Listings of all patients attending with uncomplicated gonorrhoea (KC60 code B1B2) at each selected clinic in 1994 and 1996 were generated. One of the first four patients was randomly selected and, thereafter, every fourth patient. Repeat attenders were included. The following information was obtained from the patients' notes and recorded on a standard proforma: Clinic, patient number, date of attendance, sex, date of birth, site of infection, drug sensitivity (only qualitative data on drug sensitivity were collected—that is, we did not collect information on laboratory methodology and minimum inhibitory concentrations), drug given for treatment of gonorrhoea, ethnic group, country of birth, sexual orientation, marital status, number of partners in the past 3 months, sex abroad in the past 3 months, concurrent diagnoses, and date and diagnosis of any previous attendance at a GUM clinic.

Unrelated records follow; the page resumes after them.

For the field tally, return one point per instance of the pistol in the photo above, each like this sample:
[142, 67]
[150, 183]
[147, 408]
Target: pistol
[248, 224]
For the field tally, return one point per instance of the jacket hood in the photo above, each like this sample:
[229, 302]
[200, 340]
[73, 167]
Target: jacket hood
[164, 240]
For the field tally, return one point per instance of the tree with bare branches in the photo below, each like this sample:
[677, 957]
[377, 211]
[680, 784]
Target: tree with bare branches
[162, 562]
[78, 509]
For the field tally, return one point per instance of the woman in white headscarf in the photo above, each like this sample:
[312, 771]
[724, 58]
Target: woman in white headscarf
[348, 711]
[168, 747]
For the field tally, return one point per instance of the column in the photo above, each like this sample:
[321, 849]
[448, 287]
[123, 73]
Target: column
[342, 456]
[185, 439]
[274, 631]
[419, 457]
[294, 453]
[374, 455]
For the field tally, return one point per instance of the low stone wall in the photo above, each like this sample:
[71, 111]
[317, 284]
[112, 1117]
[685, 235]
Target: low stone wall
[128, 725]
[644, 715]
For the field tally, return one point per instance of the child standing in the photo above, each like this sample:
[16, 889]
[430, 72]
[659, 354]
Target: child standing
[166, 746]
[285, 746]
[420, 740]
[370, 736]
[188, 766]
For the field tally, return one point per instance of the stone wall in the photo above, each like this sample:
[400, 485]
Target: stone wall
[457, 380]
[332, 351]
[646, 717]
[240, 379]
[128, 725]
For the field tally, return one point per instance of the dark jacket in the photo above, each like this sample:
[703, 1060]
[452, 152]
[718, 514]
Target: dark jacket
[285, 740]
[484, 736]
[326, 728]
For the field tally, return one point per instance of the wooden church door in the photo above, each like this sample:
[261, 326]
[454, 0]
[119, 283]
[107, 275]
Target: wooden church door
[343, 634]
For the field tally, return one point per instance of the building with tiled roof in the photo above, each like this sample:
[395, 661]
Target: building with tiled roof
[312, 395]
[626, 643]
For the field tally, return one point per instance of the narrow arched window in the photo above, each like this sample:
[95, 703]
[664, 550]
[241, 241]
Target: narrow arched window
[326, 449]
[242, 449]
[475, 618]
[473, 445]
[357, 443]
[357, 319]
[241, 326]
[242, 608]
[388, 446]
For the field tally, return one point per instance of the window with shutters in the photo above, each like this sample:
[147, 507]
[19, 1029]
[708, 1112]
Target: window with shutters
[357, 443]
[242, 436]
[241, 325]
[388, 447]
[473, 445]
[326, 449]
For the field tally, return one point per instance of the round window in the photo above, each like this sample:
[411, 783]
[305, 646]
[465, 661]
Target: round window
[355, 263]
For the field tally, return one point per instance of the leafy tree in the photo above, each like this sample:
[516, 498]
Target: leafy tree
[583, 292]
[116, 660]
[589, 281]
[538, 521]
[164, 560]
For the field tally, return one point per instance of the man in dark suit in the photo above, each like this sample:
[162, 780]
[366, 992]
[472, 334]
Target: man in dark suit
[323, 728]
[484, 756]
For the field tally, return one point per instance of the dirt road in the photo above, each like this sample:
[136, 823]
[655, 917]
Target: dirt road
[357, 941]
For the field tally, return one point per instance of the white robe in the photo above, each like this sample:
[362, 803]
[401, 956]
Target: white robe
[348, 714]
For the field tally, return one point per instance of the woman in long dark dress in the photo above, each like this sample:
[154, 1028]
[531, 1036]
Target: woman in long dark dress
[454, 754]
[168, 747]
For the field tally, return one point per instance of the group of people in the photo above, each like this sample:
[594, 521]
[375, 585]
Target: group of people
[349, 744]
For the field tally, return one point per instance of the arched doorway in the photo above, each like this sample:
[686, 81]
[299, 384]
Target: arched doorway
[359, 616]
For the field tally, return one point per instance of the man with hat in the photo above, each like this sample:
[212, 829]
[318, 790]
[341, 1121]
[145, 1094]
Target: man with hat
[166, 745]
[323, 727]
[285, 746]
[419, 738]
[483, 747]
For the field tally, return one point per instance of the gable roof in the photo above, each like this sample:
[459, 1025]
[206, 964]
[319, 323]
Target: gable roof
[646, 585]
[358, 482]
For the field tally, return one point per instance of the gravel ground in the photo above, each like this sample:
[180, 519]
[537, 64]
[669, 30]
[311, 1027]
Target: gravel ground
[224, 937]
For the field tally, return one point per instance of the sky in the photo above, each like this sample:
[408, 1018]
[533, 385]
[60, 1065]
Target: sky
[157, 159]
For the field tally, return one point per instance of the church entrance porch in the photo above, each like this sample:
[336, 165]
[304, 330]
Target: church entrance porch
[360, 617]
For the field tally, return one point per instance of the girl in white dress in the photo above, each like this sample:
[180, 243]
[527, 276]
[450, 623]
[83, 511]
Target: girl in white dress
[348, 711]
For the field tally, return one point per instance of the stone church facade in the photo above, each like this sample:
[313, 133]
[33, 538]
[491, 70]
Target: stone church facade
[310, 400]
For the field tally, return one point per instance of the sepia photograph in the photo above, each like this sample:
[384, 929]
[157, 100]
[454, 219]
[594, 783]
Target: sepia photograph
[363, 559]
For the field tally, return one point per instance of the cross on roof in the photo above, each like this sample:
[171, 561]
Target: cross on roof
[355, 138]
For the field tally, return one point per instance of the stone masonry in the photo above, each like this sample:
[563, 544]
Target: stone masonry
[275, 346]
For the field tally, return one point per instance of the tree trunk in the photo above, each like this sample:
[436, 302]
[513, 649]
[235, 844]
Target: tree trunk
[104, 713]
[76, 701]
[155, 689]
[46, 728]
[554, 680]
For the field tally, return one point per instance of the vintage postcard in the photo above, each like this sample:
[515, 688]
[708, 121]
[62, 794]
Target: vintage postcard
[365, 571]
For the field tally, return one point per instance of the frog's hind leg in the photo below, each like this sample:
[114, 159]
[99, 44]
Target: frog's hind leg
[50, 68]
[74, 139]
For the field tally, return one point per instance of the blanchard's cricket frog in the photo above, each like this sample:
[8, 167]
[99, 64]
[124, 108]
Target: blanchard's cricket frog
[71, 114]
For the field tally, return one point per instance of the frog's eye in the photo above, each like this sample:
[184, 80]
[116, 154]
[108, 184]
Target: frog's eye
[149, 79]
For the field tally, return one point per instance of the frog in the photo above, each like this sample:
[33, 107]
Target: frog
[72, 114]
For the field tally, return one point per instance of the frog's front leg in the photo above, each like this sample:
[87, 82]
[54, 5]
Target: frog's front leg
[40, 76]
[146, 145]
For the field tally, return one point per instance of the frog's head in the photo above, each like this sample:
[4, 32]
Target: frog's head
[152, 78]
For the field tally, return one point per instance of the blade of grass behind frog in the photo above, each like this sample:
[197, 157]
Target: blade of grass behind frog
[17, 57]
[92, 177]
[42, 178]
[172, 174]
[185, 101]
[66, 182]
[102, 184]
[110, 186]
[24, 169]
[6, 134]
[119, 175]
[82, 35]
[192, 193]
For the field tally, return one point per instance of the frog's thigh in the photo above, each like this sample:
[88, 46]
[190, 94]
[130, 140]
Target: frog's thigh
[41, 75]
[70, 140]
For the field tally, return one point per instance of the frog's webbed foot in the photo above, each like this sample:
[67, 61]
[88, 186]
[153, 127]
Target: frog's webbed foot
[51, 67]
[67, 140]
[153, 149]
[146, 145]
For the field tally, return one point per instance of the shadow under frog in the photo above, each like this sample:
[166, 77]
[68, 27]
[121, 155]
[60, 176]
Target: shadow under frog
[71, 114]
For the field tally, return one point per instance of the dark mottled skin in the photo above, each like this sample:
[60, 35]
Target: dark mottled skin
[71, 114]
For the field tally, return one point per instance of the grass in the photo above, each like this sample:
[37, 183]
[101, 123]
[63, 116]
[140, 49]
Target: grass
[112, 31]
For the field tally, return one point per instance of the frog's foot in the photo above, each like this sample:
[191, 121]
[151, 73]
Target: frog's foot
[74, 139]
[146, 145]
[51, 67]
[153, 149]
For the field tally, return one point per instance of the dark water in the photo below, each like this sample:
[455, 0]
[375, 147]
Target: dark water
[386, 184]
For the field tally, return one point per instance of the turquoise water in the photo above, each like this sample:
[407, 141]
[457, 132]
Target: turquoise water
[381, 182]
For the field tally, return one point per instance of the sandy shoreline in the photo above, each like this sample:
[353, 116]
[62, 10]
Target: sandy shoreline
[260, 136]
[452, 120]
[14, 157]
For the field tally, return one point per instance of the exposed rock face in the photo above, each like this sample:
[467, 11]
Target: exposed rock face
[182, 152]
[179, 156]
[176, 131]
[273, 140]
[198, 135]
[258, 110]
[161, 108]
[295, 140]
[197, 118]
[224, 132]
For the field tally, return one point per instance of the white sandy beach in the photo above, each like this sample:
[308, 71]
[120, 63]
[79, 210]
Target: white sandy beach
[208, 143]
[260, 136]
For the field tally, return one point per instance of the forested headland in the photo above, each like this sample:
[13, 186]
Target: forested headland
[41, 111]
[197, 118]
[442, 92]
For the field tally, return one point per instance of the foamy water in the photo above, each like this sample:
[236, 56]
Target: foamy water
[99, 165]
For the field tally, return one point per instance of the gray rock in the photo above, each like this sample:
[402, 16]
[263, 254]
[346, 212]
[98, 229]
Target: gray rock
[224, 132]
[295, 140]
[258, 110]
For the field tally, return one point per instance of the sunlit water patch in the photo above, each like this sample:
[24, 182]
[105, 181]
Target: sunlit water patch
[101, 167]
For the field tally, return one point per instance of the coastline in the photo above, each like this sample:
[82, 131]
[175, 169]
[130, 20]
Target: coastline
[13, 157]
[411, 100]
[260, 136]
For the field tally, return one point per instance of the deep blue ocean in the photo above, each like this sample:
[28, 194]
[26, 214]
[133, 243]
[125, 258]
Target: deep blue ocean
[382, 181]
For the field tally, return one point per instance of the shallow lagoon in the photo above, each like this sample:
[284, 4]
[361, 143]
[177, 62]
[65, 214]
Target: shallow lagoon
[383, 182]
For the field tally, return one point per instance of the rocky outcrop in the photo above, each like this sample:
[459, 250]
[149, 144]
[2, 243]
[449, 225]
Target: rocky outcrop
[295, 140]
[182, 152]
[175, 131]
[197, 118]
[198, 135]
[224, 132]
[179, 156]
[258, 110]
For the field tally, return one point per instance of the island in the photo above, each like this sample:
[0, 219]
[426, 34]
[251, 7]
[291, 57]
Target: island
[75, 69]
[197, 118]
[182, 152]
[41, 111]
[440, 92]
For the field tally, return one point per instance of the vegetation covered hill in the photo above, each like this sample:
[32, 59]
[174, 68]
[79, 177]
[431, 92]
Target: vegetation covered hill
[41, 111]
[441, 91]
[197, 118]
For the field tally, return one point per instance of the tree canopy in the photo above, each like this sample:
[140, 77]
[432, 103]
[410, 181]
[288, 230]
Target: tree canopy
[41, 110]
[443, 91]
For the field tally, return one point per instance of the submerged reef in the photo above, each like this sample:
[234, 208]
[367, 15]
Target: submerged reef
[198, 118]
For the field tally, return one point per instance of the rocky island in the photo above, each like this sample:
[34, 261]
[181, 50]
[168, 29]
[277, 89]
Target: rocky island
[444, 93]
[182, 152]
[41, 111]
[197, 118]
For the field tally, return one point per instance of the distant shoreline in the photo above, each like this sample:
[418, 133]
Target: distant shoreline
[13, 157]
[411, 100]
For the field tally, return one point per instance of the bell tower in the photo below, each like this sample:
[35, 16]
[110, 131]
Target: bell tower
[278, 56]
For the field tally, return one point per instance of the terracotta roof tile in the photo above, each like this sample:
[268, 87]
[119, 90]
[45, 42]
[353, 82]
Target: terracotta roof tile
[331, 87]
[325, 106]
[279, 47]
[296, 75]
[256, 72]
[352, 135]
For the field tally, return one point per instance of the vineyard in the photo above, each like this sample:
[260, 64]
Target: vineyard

Unless otherwise specified, the data and analyses presented here include adjustments for the oversampling of patients from inner London clinics. Data from inner London clinics were downweighted by 50%. As there were no more than six repeat attenders included in the data set, both within and between the 2 years, it was not deemed necessary to account for duplicates in the analyses. To determine whether the study patients were representative of all cases of gonorrhoea seen in GUM clinics, study cases from 1996 were compared by sex, age group, sexual orientation, and regional distribution to all gonorrhoea cases seen in GUM clinics in England in 1996 (KC60 data)1 using χ2 tests.
Study 1: Risk factors for cases in 1996
Numbers of patients from inner London clinics were halved to account for oversampling. Incidence rates per 100 000 population aged 14–70 and relative rates were calculated for selected patient characteristics in 1996 with denominators derived from 1996 mid-year population estimates11 (region, sex, and age estimates), the 1991 census12 adjusted for undercoverage by age, sex, and ethnic group13 (ethnic group and area of birth estimates) and the National Study of Sexual Attitudes and Lifestyles14 (sexual orientation and previous GUM clinic attendance estimates). To estimate incidence rates, the number of patients in 1996 was first multiplied by 12 (as after the London clinics were downweighted by 50% one twelfth of patients had been sampled). Relative rates (RRs) in 1996 were calculated from [C(e)/C(b)]/[P(e)/P(b)] where C(e) denotes the proportion of patients exposed, C(b) the proportion of patients with the baseline characteristic, P(e) the proportion of the population exposed, and P(b) the proportion of the population with the baseline characteristic.
Confidence intervals were calculated as for relative risks (equivalent in this case). Cases for which ethnicity was not recorded were assumed to be white and those for which country of birth was not recorded were assumed to have been born in the United Kingdom.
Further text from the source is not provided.